Economists Advocate Pre-Valentine's Day Break Up
Santa Barbara, CA-- A study released today by several leading University Experts in the field of Economics says that for individuals in an uncertain or failing relationship breaking up before Valentine's Day is the right thing to do, at least from an Economic stand-point. Classical economics holds that a rational individual will try to maximize their own personal well-being. By ending a dead-end relationship before Valentine's Day (a day of massive outflows of cash in the name of love) an individual can save money, and maximize their state of well-being.
"And after all a dollar saved is a dollar earned," said Dr. John H. Crabtree, a sociological economist who did not participate in the study.
The study was funded by a group called 1-800-Break-up.org. The group advocates ending relationships that are obviously not going anywhere. As part of their mission they run a toll-free hotline where men and women can call in to get help ending relationships that are dead in the water.
"So much emotional and fiscal capital is wasted each year on relationships that are clearly doomed. How many times do we have to hear about the same cliché doomed romances? He's a ballerina in the Denver Civic Theatre with a love for junk-yard cars; she's a power broker on Capitol Hill, who drives monster trucks in her spare time. They come from two different worlds that will never be aligned. Yet somehow they think they can beat the odds. In situations like this we are just helping people to face the facts?" said the group's founder Daniel Coldheart. "What we have observed is that the anticipation of Valentine's Day Holiday creates an illusion that a fleeting romantic experience might correct a horribly flawed relationship. Popular culture, through film, television and music videos reinforce these myths. In the end the St. Valentine's Experience only serves as a temporary crutch propping up a flailing relationship in the short term, only delaying the inevitable collapse."
The Economists cited in this study agree with this type of romantic doomsday scenario on Valentine's Day. Expending scarce resources in such a way with limited potential for returns is naive.
"These types of romances are already sinking. Thinking that throwing a whole bunch of money at a Holiday is foolish. Yet, year after year, people keep throwing their money down this proverbial sink-hole," said the lead Economist for the study, Larry Finckelstein, PhD.
Critics of the study say that even though for some individuals this can mean personal financial hardship overall this type of behavior is good for the health of economy collectively. The sum effect of these expenditures forms the underpinnings of the candy heart industry, the middle-of-the-road boxed candy industry, and the officially licensed toy brand greeting card industry.

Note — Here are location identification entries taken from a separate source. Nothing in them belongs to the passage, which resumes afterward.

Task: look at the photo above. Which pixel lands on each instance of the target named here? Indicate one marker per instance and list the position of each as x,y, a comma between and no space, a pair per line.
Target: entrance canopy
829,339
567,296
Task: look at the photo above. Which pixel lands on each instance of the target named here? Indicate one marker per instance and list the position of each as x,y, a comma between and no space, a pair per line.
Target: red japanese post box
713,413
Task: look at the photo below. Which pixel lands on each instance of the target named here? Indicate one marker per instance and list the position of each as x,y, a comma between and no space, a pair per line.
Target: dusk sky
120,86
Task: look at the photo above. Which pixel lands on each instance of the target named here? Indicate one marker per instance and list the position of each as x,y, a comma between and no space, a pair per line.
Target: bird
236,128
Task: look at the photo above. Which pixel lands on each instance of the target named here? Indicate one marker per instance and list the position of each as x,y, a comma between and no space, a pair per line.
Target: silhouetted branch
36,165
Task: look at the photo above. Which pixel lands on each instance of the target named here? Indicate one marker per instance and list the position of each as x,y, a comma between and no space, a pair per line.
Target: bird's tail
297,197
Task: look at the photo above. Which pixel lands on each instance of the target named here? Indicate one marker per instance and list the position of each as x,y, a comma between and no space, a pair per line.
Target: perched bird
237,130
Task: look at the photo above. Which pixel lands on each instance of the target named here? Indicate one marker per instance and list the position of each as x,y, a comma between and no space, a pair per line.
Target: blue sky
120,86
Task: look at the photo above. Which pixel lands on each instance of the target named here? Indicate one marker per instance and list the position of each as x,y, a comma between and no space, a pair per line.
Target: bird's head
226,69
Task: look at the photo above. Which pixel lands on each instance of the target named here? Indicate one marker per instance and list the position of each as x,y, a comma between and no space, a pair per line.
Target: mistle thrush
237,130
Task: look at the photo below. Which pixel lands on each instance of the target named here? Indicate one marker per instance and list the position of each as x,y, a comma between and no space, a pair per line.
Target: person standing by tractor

"Let's face it. Who is going to buy this junk if not these desperate and foolish individuals? These wasteful purchases can serve as valuable life lessons for those willing to learn them," said Generally Awesome Economic advisor John H. Crabtree. "Personally, four such lessons during the four Valentine's Days of my undergraduate career proved far more memorable for me than many of my economics courses."
To counter this argument the study points to the flurry of economic activity that occurs following a break-up. In the immediate aftermath there is an increased purchase of facial tissue, candy (especially chocolates) and consumption of Romantic Comedies. Then the reconstructive phase follows. This phase is marked by increased consumption of magazine featuring articles about how to attract men. Usually this is accompanied by visits to the gym, hair-dresser, and clothing stores.
Economists argue that by speeding up the relationship cycle the American Economy could increase consumer confidence by double and triple Economic growth in the retail sector.
Aside from these economic factors, 1-800-BREAK-UP.org advocates 'relationship euthanasia' on several other grounds, like spiritual, emotional, existential and metaphysical, depending on the needs of each caller.
"This study was just a way to get some much needed publicity," said one insider. "We aren't dogmatic in our approach to advocating putting these relationships out of their misery. We are very pragmatic."